UEFI pxe boot problem from a network
-
@lebrun78 I’m going to have to look into this, but I have to ask the question why does the dhcp servers have two different IP addresses? Those each are listed in the pcaps.
-
This post is deleted! -
Yes, we don’t have dhcp relay, the dhcp server have several virtual network interface, one on each vlan.
-
@lebrun78 I can’t see from the config how/why its sending out the wrong router address unless something in
include "/etc/dhcp/vip.conf";
is doing it.Wait, there is something strange going on here. Look at the base address and the subnet mask as defined.
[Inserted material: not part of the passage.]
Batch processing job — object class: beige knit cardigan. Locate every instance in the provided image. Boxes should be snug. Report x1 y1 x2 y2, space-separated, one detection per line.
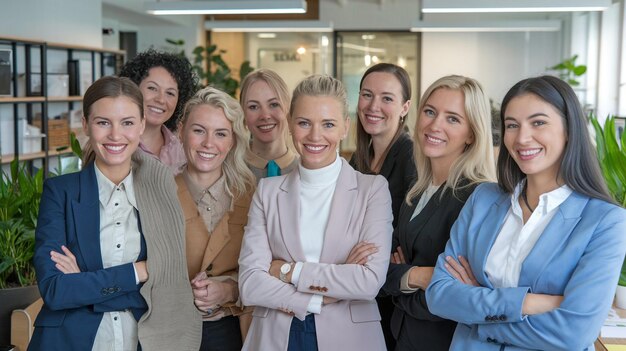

subnet 148.60.10.0 netmask 255.255.255.0 { ########################################## option domain-name-servers 148.60.15.109,148.60.15.106 ; option domain-name "istic.univ-rennes1.fr" ; option routers 148.60.10.254 ; option subnet-mask 255.255.255.0 ; default-lease-time 600 ; max-lease-time 1200 ; group { # On commente les deux lignes suivantes pour éviter le menu de Fog next-server 148.60.4.1;
But look at the pcap what the client is being told.
As you see in the picture the client is being told that its subnet mask is 255.255.248.0, but your config files says 255.255.255.0. The client is being told the router is 148.60.7.254 but your config file says 148.60.10.254.
So I’ll ask you the same question again in a different way. Is dhcp server 148.60.10.252 and 148.60.4.3 the same computer? If it is do you have 2 different instances of isc-dhcp server running, where each instance is bound to a different network interface? Something is strange with the 148.60.10.252 dhcp server.
-
So I’ll ask you the same question again in a different way. Is dhcp server 148.60.10.252 and 148.60.4.3 the same computer?
YES
I have only one dhcpd.conf file, sone only one instance of dhcpHere is what I get on the same machine on vlan 148.60.10.0/24 when windows is loaded:
It’s crazy, no ?
-
I have made 2 boot on the windows machine, UEFi pxe boot and hard drive boot.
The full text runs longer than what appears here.